My weight change each day can be up to 1 kg (2 pounds). It is almost impossible to gain (or lose) this amount of fat (you can easily calculate how many excess calories you need to consume - it is a lot). This additional weight is typically water in glycogen, but also undigested food. Some foods also increase water retention, wine does for me for example. Saturday/Sunday dinner used to include wine and my weight would always be up on Sunday morning but back to normal on Tuesday.
So, if my weight jumps up, I just think OK, very slight food intake adjustment that day, maybe skip a snack (hard, I know) or just do some extra exercise.
This is where the daily feedback helps with motivation and if you are looking forward to tomorrows measurement then this may work for you. Don't be surprised if instead it goes the other way for a day or even two!
Conversely, if the measurement drops a lot, I increase food a little that day to avoid rapid loss (see below). On a special occasion I just eat normally, try not to be obsessive.
My goal is very slight increases or decreases in weight over time.
Increases should actually be slower (while exercising) to avoid taking on too much fat without the time to build muscle.
Decreases must not be too rapid, otherwise you lose a higher proportion of muscle (both muscle and fat are lost with a calorie deficit).
The very worst thing you can do is bounce dieting. Losing weight quickly (fat + muscle) and then gaining the weight again (mostly fat). This is typical of fad or unsustainable diets.
Personally, I think the expensive body composition scales are not so useful, just ask to include body composition in your DEXA scan when measuring bone mineral density and then use your scale.
Tips:
• Invest in a scale with connectivity (it is not feasible to log this manually)

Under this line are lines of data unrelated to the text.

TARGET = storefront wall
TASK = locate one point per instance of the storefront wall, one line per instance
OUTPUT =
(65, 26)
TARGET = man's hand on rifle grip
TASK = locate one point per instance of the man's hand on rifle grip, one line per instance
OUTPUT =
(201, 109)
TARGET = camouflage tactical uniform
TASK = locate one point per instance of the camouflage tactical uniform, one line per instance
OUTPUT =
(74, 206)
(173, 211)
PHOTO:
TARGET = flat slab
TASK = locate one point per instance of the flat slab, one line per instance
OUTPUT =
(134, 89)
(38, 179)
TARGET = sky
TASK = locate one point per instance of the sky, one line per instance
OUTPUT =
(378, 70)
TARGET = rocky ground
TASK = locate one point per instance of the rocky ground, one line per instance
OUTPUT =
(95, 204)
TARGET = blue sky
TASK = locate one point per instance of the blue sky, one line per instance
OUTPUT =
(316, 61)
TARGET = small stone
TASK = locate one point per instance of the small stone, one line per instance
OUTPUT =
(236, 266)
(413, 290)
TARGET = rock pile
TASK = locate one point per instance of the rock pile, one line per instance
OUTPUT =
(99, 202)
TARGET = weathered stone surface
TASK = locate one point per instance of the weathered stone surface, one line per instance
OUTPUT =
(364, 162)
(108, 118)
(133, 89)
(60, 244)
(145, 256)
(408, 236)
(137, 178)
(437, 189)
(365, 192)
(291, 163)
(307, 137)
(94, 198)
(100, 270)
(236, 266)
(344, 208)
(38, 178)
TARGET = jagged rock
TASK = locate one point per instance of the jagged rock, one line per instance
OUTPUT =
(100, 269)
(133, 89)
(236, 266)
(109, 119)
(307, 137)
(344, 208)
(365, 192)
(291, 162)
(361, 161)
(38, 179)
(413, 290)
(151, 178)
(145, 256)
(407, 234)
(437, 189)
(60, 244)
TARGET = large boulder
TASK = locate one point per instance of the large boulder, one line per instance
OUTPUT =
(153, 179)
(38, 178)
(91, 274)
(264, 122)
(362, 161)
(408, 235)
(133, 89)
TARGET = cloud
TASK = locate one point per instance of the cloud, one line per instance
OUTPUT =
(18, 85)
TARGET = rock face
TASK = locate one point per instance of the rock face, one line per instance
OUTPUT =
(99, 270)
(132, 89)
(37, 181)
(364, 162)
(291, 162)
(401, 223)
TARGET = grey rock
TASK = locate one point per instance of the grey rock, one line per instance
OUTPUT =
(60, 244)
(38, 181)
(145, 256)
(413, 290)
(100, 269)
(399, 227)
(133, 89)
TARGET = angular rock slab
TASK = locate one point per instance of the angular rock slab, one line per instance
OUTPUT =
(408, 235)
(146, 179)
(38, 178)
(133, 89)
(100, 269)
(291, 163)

• put the scale where you won't forget it and can step on it when half asleep
• measure first thing in the morning (before eating/drinking)
• pee first (really important if you want body composition scales to be useful - I never use them)

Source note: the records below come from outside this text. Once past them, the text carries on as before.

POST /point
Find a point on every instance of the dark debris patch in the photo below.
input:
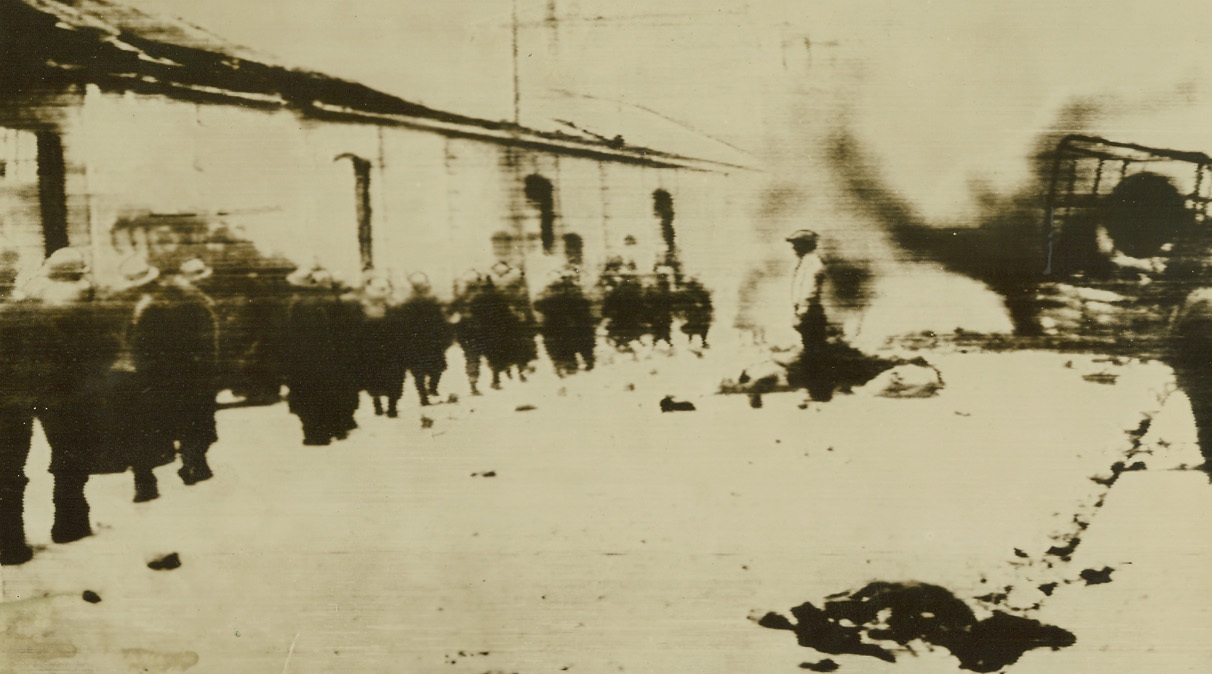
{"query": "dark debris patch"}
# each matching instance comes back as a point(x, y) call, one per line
point(1097, 577)
point(669, 405)
point(882, 618)
point(167, 563)
point(1065, 550)
point(1101, 378)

• wear similar clothes - I just wear a sleeping tee shirt
The image above shows my weight while on treatment. I hadn't been managing my weight for a while, just doing regular lifting sessions at the Gym (carrying a few extra kilos allows you to handle more weight).
After diagnosis and when I had time to even think about it, I decided to get to a good weight and stay there. I started just after starting Orgovyx and just before RT.
In the beginning, losing 4 kg in 2 months was too fast. Part of this was the bad diet I was on for RT when I wasn't eating enough. I usually aim for 1kg per month or less.
After that I levelled off just under 75 and then decided I could lose a bit more and have levelled off between 72 and 73. I plan to stay here for 3 months and see after that. Perhaps I will drop another kilo or two. I have a DEXA scan coming up and will decide after that.